'Ounce of prevention' adage finds new meaning in security market
Printer-friendly version Email this CRN article
The old adage that an ounce of prevention is worth a pound of cure is finding new meaning in the security market.
Solution providers said sales of intrusion-detection systems (IDSes) are on the rise as customers increasingly look to emerging technology to secure networks.
"That seems to be the one piece that's been a significant upturn for us," said Bob Joyce, president of Perfect Order, a Harrisburg, Pa.-based systems integrator.
"Intrusion detection has to be something that's now coming up on the radar for everybody," said Ed McPherson, director of the technology security practice at PricewaterhouseCoopers. "It's the next level of defense."
According to research firm IDC, the worldwide market for intrusion-detection and vulnerability assessment software will exceed $1 billion in 2003.
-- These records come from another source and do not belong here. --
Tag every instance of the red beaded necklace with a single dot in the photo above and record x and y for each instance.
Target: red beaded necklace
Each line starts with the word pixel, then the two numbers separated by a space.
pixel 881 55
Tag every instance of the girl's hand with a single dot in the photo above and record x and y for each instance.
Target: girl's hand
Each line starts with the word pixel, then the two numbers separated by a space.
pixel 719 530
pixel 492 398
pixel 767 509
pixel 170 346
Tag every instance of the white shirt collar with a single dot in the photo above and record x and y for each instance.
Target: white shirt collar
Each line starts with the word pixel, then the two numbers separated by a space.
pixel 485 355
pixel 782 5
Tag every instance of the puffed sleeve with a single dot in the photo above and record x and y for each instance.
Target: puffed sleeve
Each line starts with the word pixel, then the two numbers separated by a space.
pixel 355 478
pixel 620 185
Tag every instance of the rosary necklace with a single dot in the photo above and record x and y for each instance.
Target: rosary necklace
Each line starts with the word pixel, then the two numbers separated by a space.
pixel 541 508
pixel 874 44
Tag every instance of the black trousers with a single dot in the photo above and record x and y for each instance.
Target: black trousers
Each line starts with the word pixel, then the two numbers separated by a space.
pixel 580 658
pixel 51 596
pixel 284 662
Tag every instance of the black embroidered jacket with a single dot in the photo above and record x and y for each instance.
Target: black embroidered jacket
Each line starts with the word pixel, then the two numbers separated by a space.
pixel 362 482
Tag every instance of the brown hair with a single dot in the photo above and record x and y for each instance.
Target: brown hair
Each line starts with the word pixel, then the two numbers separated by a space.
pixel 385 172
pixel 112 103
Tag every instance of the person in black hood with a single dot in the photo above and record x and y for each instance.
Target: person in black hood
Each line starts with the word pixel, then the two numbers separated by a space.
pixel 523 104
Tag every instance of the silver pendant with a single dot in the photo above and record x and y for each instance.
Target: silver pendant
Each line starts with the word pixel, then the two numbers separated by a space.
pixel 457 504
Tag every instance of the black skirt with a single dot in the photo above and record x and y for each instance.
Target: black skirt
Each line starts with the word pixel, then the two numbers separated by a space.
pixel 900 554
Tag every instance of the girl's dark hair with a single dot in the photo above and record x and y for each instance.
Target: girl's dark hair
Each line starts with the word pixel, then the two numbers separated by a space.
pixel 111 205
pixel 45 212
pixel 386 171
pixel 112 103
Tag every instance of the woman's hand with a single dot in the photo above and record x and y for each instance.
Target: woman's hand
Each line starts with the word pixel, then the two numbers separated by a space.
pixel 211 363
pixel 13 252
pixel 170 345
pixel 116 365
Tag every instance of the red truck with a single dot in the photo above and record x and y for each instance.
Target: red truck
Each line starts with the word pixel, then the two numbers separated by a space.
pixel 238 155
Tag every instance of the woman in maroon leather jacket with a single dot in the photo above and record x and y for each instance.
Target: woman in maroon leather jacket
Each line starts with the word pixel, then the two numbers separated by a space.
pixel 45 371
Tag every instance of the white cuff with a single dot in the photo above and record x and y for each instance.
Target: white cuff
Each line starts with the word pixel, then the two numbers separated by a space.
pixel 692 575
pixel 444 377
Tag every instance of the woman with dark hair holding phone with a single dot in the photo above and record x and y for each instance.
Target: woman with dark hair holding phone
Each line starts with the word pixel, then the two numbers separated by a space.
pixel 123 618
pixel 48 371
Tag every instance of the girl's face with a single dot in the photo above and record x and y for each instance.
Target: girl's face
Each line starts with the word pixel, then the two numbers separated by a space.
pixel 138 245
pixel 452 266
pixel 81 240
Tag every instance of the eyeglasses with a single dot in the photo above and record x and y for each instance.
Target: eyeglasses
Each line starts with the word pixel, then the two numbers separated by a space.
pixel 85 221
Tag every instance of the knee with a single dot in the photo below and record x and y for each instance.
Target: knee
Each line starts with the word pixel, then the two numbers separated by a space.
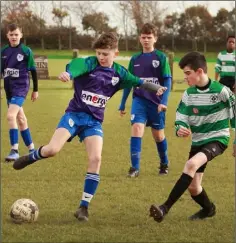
pixel 11 117
pixel 191 166
pixel 52 151
pixel 95 161
pixel 159 137
pixel 137 129
pixel 193 189
pixel 21 120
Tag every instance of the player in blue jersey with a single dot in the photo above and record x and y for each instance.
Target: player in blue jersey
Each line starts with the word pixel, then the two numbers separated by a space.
pixel 147 108
pixel 16 62
pixel 96 79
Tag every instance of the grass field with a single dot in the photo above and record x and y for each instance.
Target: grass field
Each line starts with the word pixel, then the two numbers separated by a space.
pixel 119 210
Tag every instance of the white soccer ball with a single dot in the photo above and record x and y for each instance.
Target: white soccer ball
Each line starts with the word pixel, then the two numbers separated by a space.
pixel 24 211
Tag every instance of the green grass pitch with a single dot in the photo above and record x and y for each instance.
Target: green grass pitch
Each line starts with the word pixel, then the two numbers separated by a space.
pixel 119 210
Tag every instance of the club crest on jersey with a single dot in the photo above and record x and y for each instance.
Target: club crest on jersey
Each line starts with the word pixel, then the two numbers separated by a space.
pixel 195 111
pixel 155 63
pixel 71 122
pixel 114 80
pixel 214 98
pixel 19 57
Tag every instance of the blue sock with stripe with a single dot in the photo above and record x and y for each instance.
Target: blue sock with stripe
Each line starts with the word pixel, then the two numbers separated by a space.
pixel 162 151
pixel 36 155
pixel 90 187
pixel 13 134
pixel 135 151
pixel 26 136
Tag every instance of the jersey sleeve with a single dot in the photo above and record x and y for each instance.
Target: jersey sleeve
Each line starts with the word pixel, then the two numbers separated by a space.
pixel 131 65
pixel 80 66
pixel 228 97
pixel 165 67
pixel 182 117
pixel 218 64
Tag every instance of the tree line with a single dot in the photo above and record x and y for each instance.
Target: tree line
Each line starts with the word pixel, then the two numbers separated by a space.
pixel 192 29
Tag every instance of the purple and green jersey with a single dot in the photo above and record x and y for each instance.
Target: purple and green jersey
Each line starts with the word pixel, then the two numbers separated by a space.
pixel 152 67
pixel 94 85
pixel 16 62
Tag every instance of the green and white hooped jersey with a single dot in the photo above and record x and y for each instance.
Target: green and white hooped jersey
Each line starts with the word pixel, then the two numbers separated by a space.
pixel 225 64
pixel 207 113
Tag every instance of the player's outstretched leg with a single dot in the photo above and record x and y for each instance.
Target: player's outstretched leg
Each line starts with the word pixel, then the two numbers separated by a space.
pixel 135 152
pixel 82 213
pixel 158 212
pixel 204 213
pixel 28 159
pixel 12 156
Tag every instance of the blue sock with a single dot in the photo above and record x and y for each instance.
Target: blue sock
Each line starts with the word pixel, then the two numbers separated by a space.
pixel 90 187
pixel 36 155
pixel 26 137
pixel 162 151
pixel 135 151
pixel 13 133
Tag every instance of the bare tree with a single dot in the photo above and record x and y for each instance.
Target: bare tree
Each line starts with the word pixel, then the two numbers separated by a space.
pixel 82 8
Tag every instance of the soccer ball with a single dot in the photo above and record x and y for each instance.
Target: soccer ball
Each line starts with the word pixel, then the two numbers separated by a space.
pixel 24 211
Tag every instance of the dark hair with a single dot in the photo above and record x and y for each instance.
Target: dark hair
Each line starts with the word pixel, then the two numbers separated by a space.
pixel 148 29
pixel 194 60
pixel 108 40
pixel 12 27
pixel 230 36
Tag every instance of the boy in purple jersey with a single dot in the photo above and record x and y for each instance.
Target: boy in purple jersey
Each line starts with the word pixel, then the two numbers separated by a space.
pixel 152 66
pixel 16 62
pixel 96 79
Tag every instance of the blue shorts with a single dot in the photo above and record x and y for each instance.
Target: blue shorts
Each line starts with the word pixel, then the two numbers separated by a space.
pixel 144 111
pixel 16 100
pixel 80 124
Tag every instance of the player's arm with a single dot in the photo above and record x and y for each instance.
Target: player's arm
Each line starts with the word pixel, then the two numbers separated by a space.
pixel 166 74
pixel 126 91
pixel 228 97
pixel 32 68
pixel 218 67
pixel 182 118
pixel 128 80
pixel 234 148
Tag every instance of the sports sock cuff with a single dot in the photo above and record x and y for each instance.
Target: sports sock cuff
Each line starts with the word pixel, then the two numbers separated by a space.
pixel 39 153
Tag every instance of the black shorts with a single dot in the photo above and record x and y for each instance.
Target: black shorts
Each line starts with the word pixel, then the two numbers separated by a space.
pixel 211 150
pixel 229 82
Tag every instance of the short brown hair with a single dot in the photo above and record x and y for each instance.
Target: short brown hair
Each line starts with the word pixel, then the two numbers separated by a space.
pixel 106 41
pixel 12 27
pixel 194 60
pixel 149 29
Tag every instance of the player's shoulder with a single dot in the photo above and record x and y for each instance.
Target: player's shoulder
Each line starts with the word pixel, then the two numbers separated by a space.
pixel 119 69
pixel 26 49
pixel 223 52
pixel 136 55
pixel 160 54
pixel 216 86
pixel 4 48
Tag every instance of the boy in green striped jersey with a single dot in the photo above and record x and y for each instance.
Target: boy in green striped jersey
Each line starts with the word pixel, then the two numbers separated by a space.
pixel 204 113
pixel 225 64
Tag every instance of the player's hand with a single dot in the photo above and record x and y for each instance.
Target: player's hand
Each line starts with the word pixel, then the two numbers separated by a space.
pixel 234 150
pixel 34 96
pixel 64 77
pixel 161 90
pixel 161 108
pixel 183 132
pixel 122 113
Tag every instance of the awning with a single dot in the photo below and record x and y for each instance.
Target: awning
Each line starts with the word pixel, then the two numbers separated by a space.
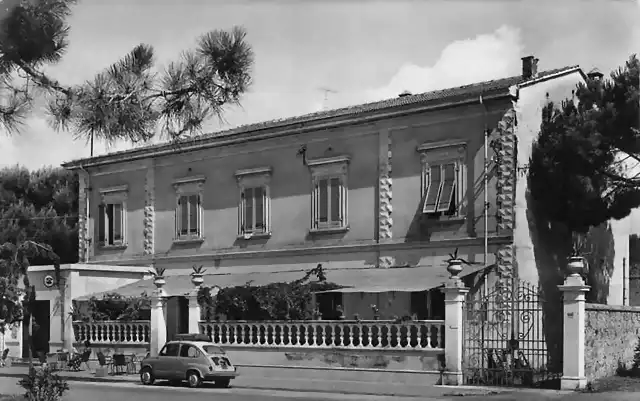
pixel 398 279
pixel 406 279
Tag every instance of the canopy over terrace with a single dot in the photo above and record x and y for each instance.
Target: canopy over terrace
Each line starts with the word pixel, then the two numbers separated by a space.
pixel 366 280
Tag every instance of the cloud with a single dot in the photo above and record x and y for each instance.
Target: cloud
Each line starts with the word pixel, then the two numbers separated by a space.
pixel 485 57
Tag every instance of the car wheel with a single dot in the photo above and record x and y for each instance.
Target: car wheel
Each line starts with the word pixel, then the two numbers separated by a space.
pixel 194 379
pixel 224 383
pixel 146 376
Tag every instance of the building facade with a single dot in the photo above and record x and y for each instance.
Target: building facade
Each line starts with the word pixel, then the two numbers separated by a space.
pixel 379 194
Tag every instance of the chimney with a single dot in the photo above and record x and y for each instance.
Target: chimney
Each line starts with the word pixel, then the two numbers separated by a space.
pixel 529 67
pixel 595 74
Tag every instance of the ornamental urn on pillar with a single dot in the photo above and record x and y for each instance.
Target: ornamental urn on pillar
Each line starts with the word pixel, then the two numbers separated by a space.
pixel 197 275
pixel 158 277
pixel 454 264
pixel 575 265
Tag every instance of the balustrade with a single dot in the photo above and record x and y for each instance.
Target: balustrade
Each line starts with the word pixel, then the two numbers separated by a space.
pixel 113 332
pixel 376 334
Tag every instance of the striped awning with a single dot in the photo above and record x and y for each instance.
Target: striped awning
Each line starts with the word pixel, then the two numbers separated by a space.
pixel 370 280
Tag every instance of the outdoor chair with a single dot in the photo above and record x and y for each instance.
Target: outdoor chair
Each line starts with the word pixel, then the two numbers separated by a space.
pixel 5 354
pixel 119 364
pixel 102 360
pixel 80 359
pixel 52 361
pixel 132 364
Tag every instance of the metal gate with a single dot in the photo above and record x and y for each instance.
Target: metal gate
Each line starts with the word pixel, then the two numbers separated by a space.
pixel 504 342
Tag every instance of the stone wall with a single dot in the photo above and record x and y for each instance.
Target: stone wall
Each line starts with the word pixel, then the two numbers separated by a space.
pixel 611 336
The IDS market is crowded with companies competing for customers against established players such as Internet Security Systems (ISS), Enterasys Networks and Cisco Systems.
Atlanta-based ISS last month expanded its product line with RealSecure Network Sensor 7.0, which combines anomaly detection with signature-based detection and can integrate rules from Snort, an open-source IDS. Pricing for RealSecure starts at $8,995.
Anomaly-based technology looks for irregular behavior in network traffic to detect attacks, giving an administrator time to take preventive action instead of having to wait for a new signature, McPherson said. "You don't have to wait for a vendor to come back to you with a fix," he said.
ISS also rolled out RealSecure Guard, which uses protocol-analysis techniques to detect and block network attacks and is priced starting at $11,000. Also, the RealSecure Site Protector, which is used for centrally managing security devices, now can be used for monitoring third-party products, including those from Check Point Software Technologies, ISS said.
As for the SOHO space, ISS this month launched BlackIce PC Protection, which combines intrusion-detection and firewall functions with "application protection," which integrates outbound blocking, file locking and application control, according to ISS. The suggested retail price is $40.
But ISS faces competition from an increasing number of companies, including Entercept Security Technologies, San Jose, Calif., and Okena, Waltham, Mass. Another new firm, San Jose-based IntruVert Networks, formally joined the market last month.
IntruVert's architecture, IntruShield, combines a variety of techniques to protect networks from known, unknown and denial-of-service attacks in multigigabit speeds, said Parveen Jain, IntruVert's president and CEO.
Customers are frustrated with current IDS solutions because they rely on known threat signatures, can generate false alarms and are hard to manage, Jain said. IntruShield overcomes those problems by combining signature, anomaly and denial-of-service detection techniques on a single, hardware-based platform, he said.
The company plans to send products based on IntruShield to beta customers this month. The products are slated for general availability at the end of June.
The competitiveness of the IDS market is spurring the rise of buzzwords such as prevention and realtime detection, said PWC's McPherson, adding that he expects IDS technology will shift from signature-based software to anomaly-based appliances.
In addition, companies will need a combination of host-based and network-based IDSes and will need to either work with an MSP or use a console that collects data from a variety of security devices to manage the systems, McPherson said.
"The trend I see is companies buying some type of intrusion detection as a pilot but never truly implementing it because they don't have the staff to manage it," McPherson said.
Ken Ammon, president and CEO of Netsec, Herndon, Va., said corporate adoption of IDS technology already is spurring engagements that use his company's managed security services. That's because IDS solutions need to be monitored regularly to be effective.
"[IDS doesn't provide value unless someone is looking at it," he said.